From the discomfort Zone: Digital graveyard

Since the birth of the Internet, the concept of digital art has proliferated.

Written by Shombit Sengupta | Published:November 2, 2014 12:45 am

Beginning of the digital graveyard: In my observation of the world, the digital graveyard is imminent from 2025 onwards. A new art revolution is likely to emerge, ideating with the blend of brush, mind and vibrant colours to focus on canvas that portrays the next level of the artist’s imagination for society’s future upliftment, just as the Dada movement from Eastern Europeexactly a century ago. That was a rebellion against war and society. Since the birth of the Internet, the concept of digital art has proliferated. Software tutors a person to make digital images where originality is barely there, destroying human creativity.

By 2025, people will shift from being zombied armchair travellers on the Internet’s virtual screen to physically travel more for tangible discovery, to enjoy different cultures. By 2025, developed countries will bring the revolution of designing the human interface of any product or service to be warm, vibrant and inviting like flesh that will sit on a digital skeleton. This physical touch seduction and feel will inspire innovation in the urge for the next.

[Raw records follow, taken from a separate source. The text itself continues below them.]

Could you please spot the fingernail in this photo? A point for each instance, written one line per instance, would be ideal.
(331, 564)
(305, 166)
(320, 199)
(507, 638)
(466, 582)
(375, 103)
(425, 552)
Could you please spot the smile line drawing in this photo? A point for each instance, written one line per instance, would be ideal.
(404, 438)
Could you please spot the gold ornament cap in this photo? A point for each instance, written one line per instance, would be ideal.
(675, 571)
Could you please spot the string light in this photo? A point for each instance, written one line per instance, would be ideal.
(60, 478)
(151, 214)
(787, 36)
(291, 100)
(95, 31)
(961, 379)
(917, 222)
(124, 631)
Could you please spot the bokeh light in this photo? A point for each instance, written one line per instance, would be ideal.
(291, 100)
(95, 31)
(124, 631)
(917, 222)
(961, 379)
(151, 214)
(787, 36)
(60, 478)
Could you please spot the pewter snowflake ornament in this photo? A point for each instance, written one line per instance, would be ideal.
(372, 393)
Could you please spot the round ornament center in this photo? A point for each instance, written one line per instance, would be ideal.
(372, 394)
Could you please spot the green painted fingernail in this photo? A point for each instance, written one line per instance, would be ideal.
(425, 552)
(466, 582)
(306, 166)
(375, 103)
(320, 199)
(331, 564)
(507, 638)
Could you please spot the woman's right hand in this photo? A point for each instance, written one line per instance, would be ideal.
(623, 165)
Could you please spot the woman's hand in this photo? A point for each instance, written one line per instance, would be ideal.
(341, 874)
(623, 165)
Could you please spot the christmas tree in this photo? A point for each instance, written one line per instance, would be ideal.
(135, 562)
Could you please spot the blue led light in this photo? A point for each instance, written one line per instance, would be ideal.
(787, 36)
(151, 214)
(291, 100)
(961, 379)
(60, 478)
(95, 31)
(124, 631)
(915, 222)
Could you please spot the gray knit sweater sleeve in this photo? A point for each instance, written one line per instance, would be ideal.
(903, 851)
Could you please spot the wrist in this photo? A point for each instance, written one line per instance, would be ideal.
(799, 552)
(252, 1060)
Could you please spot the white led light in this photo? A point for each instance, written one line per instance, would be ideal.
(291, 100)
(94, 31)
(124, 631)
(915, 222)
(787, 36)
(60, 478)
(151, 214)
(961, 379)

Art of mechanical edge: Gramophone, the first musical reproduction entertainment instrument from the last century, had a hallucinating design edge. Instrument styles were recognisable, they were very different country-wise, and even within competitors in a country. Using the same mechanical function, these delivered outstanding craftsmanship before electrical devices arrived around 1924. But the customer interface of all current digital products look similar, with barely any distinction among them. Due to digital technology, the output will be the same too. So how does the industry differentiate low to high pricing? At least in a low to high cost automobile, you can enjoy the basic to luxury difference due to engine, speed, quality and fit and finish. In a mobile handset though, it’s difficult to understand the logic of price differentiation hierarchy.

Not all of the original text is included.